Welcome to the latest issue of Denis Poole's Secret Garden, the page that offers a personal perspective on the very best from the world of smooth jazz and classic soul.

Back in 2007, as if from nowhere (but actually from Buffalo, NY), trumpeter Cindy Bradley burst onto the contemporary jazz scene with her independently released debut CD Just A Little Bit. The recognition this fine eight track collection brought led to a touring engagement with the legendary Pieces of A Dream and a record deal with Trippin 'n' Rhythm that initially garnered the critically acclaimed Bloom and then followed up with the equally good Unscripted. Both were built around the basic constructs of Bradley's velvety tones, stellar input as writer, performer and producer from Michael Broening and consistently excellent performances from Mel Brown on bass and Freddie Fox on guitars. Now (with Brown again in the line-up and bass from Kip Sophos) Cindy has reunited with Broening for her latest Trippin 'n' Rhythm project, Bliss.
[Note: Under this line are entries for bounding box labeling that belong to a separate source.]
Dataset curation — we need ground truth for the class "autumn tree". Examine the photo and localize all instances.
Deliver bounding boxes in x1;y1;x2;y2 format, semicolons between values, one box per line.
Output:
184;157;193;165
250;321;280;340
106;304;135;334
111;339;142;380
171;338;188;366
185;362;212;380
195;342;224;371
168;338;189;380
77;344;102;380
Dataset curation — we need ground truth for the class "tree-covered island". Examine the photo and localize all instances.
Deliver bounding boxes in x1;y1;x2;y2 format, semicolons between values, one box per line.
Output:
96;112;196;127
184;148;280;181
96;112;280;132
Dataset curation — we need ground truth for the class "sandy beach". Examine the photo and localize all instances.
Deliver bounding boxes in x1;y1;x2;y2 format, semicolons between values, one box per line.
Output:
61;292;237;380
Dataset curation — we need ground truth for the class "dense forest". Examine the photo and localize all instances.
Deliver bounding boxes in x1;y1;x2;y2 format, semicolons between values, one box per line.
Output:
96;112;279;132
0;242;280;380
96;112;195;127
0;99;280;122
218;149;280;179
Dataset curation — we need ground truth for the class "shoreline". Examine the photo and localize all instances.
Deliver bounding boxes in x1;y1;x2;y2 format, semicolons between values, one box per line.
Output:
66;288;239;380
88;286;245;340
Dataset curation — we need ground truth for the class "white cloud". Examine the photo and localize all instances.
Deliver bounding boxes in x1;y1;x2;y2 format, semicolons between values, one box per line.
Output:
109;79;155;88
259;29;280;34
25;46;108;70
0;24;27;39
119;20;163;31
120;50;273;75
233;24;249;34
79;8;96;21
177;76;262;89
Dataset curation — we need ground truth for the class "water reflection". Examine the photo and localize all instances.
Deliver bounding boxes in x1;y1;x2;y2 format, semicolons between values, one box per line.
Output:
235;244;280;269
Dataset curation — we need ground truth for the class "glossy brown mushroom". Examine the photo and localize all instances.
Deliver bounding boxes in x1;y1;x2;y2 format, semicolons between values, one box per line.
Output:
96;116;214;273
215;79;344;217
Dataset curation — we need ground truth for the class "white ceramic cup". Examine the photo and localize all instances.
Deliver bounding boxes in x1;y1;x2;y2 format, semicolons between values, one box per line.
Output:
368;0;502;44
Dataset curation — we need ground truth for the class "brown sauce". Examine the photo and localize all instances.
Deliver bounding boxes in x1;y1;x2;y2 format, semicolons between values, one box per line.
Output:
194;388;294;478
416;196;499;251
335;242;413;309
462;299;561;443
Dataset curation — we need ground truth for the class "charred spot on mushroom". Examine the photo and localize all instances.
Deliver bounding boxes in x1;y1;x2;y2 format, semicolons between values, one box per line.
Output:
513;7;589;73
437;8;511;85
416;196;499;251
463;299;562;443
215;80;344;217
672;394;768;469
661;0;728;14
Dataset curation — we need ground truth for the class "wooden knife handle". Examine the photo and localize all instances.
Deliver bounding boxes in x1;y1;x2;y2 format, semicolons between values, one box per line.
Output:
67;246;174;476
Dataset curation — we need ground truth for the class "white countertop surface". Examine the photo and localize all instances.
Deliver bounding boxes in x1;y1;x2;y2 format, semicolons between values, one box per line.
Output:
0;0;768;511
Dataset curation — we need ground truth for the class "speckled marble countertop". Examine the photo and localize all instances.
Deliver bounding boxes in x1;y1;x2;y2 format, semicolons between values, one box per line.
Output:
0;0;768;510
Together they co-write eight out of the ten choice tunes and a case in point is 'Button Legs' that is the sort of mid tempo, easy grooving, song for which Broening is now well known. Not only does it give Bradley free reign on muted trumpet but also benefits from an extremely catchy upbeat chorus yet the most surprising track that Bliss has to offer is her ultra cool interpretation of the Duke Ellington classic 'Squeeze Me'. For those new to the wider jazz genre it provides an insight into the music from which contemporary jazz often draws its inspiration and inspiration of a different kind can be drawn from the funky, brass driven '49th & 9th' and the similarly inclined 'Sharp A Strut'.

Both feature horn arrangements from sax-man (and Cindy's hubby) Dan Cipriano while elsewhere the energetically atmospheric 'Riverside Jive' is bound to draw comparisons with Bradley's hit tune 'Massive Transit' from her Unscripted CD. 'Comin' Home To My Baby' is a jazzy amalgam of New Orleans and country rock influences yet, in keeping with Cindy's previous albums, she is often at her best when adopting a mellifluously mellow mood.

A case in point is the muted magic of 'Could It Be You' and, although things stay relaxed for 'God Bless The Open Road', the ultra cool 'Lost and Found' finds Cindy branching out to check every smooth jazz box imaginable. However, in terms of personal favorites, one need look no further than the chilled out title cut. This soothing yet compelling gem is the kind of number that helps Bradley stand out from the crowd and comes highly recommended.